Take this example for instance:

func produce(ch chan<- int) {
    for i := 0; i < 5; i++ {
        ch <- i
    }
    close(ch)
}

func consume(ch <-chan int) {
    go func() {
        for range ch {}
    }()
}

func main() {
    ch := make(chan int)
    consume(ch)
    produce(ch)
}

Within main, the CFG is straight-line. SSA tells us that consume and produce both receive the same channel value (the MakeChan from main). But neither of them tell us whether the goroutine launched inside consume eventually sees a close on its channel. There’s three different functions here, and none of the analysis we’ve done earlier can connect them. As you would imagine, we need some kind of call-graph. Enter Interprocedural analysis. The call-graph looks something like this.

graph TD
    main["main()"]
    consume["consume(ch)"]
    produce["produce(ch)"]
    anonFn["go func() { range ch }"]

    main -->|"calls"| consume
    main -->|"calls"| produce
    consume -->|"launches goroutine"| anonFn

This tells us who calls whom, but what we really wanna know is what happens to the channel. You could absolutely walk through each callee body and re-analyze it, but you quickly run into performance issues if say produce is called multiple times, or recursively. A better approach is to track a compact description of what a function does with its parameters without re-analyzing its entire body. This is called a function summary. You compute it once, then reuse it everywhere the function is called. Summaries are also nice because you can do cross-package analysis. The contrived function summaries look like this:

produce(ch chan<- int):
    sends to:  param#0
    closes:    param#0
    launches:  (none)

consume(ch <-chan int):
    sends to:  (none)
    closes:    (none)
    launches:  goroutine that ranges param#0

From the perspective of main:

main():
    ch = make(chan int)

    consume(ch):
        → launches goroutine that ranges ch

    produce(ch):
        → sends to ch
        → closes ch

We can see here that produce does indeed close the same ch we created in main which answers our question from earlier.
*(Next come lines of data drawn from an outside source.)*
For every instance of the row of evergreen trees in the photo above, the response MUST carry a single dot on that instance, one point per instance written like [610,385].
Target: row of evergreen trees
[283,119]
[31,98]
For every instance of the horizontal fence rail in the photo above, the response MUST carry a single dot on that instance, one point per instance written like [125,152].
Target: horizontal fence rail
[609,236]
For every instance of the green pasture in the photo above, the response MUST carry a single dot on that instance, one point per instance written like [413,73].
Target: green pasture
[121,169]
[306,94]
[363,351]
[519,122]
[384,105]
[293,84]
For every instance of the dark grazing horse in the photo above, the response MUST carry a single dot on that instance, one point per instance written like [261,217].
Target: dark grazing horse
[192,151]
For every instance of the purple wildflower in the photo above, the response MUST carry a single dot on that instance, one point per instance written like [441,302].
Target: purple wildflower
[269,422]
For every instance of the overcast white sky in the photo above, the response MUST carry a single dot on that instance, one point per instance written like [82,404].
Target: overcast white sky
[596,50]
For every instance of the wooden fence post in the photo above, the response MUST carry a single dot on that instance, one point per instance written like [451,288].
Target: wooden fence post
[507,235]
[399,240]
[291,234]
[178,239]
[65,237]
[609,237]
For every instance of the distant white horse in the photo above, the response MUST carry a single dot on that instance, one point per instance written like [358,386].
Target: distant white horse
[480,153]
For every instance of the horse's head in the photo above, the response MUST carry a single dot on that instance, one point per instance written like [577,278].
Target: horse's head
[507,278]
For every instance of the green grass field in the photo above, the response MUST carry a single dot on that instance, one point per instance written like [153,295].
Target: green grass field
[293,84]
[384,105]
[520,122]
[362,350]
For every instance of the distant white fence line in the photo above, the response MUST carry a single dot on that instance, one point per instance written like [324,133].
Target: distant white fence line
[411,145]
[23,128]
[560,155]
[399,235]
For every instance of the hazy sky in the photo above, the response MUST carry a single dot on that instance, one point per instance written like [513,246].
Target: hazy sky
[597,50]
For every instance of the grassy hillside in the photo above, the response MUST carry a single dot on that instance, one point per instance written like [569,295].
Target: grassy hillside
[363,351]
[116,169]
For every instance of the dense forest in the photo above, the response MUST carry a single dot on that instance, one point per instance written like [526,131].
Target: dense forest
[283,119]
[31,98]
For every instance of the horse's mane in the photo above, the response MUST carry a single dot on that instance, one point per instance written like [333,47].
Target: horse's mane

We started with a deceptively simple question: does a goroutine leak? Answering it pulled us through four layers of analysis. Control flow analysis gave us the CFG, post-dominance and the ability to reason about which paths exist. Data flow analysis gave us reaching definitions — the ability to track which values flow along those paths. SSA unified both into a single representation where the answers are structural, not computed. Interprocedural analysis extended the picture across function boundaries through call graphs and function summaries. Each technique answers a different dimension of the same question: paths, values, and boundaries. The goroutine leak was the motivating example, but these same tools generalize to any concurrency question you can think of really. Double closes, sends to channels no one receives from, mutexes held across goroutine boundaries. Just need to ask the right questions!